Dive Brief:
- Yelp has introduced Yelp Connect, which enables restaurants the ability to communicate with customers who have shown interest in the business, according to a release emailed to Restaurant Dive. Through Yelp Connect, restaurants can share information such as new menu items, specials or events.
- Yelp users will automatically receive these updates on their app home screen, as well as in a personalized weekly email from restaurants they’ve engaged with on the app.
- Yelp also added Predictive Wait Times for its Waitlist feature, which shows diners a live wait time, and Notify Me, which allows diners to set reminders to join a waitlist.
Dive Insight:
These new features join a laundry list of updates Yelp has made to its app in the past year in an effort to diversify its portfolio and personalize user experience. Last year, the company added restaurants to Yelp Reservations and Yelp Waitlist, introduced Yelp Waitlist Kiosks and integrated Grubhub's restaurant network onto its platform. In April, the app added a feature that allowed users to rate a restaurant’s eco-friendliness.
And, just last month, Yelp launched a new feature that tailors search results to customers’ lifestyles and preferences, which Chief Product Officer Vivek Patel called the company’s most significant product update in 15 years.
Yelp Connect adds to that personalization element, but seems to benefit its restaurant partners just as much, if not more, than consumers. The feature enables operators to control their messaging and target customers that previously showed interest in their brand through other Yelp features, like Yelp Reservation. It also does so as both a push-and-pull communication, displaying new information to customers who visit the app, and pushing that same news out to customers via a weekly email.

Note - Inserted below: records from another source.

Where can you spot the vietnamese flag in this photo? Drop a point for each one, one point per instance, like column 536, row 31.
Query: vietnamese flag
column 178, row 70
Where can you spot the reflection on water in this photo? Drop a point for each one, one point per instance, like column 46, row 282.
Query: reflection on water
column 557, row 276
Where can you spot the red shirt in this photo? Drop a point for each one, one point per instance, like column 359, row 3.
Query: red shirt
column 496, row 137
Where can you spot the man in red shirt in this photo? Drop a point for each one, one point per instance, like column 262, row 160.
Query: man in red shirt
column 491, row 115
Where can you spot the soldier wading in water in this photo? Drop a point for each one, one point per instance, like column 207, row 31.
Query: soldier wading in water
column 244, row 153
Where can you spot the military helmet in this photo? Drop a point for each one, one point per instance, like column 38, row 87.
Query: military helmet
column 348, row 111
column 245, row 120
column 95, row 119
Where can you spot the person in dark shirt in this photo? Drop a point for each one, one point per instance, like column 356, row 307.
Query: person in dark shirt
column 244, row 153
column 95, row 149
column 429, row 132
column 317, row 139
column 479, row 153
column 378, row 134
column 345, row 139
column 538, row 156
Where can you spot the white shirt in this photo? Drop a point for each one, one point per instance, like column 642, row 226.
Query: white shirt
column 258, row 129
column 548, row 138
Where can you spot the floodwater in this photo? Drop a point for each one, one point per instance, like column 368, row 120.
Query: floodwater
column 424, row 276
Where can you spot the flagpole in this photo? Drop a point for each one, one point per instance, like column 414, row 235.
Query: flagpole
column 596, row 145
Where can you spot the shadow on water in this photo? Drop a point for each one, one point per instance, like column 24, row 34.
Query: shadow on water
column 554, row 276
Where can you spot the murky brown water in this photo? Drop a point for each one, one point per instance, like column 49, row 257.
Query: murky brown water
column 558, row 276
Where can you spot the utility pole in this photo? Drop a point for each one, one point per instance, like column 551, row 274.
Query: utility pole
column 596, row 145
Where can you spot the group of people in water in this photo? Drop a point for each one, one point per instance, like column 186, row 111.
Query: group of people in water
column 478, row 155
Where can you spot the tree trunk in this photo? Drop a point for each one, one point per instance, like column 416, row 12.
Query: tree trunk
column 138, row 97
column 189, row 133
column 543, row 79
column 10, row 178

There were no details in the release about whether or not the email was an opt-in feature, which is important. Most consumers want to receive messaging about products and discounts relating to their interests, according to a survey from PwC, but 65% of customers would stop using a brand if it wasn’t transparent about how it was using their data, according to a survey by Acquia.
Yelp’s release did note that this feature offers restaurant operators a strategic approach to target relevant customers, adding that “the current state of social media isn’t designed with business owners in mind.” Indeed, once Facebook changed its algorithm last year to favor personal pages over business pages, organic reach started to have less impact for restaurants using the channel, as less people were seeing their messages. Leveraging Yelp is a way restaurants can control direct-to-consumer messaging without having to navigate that algorithm challenge or spend hefty advertising money.
This launch also shows a necessary evolution for Yelp, which has been around since 2004 but faces intensifying competition from other platforms like Google and Instagram. The company lost its spot atop the reviews throne to Google in 2015, and began pivoting to other features like reservations. Its new features are putting the company front and center through the customer journey, from reservations to wait list views to communication. These initiatives may have primed Yelp as an attractive acquisition target — according to a Wall Street Journal report, Groupon could be looking to buy Yelp to ease shareholder tensions over the daily-deals brand's lackluster finances. A deal could drive synergies of around $200 million, per the report. Neither Groupon nor Yelp commented on the report.
In the meantime, as more restaurants focus on their own websites and apps, and also continue to market through social media, third-party sites and competitive sites like TripAdvisor, restaurants on Yelp will be challenged with avoiding over-communication to a point where their messages get lost.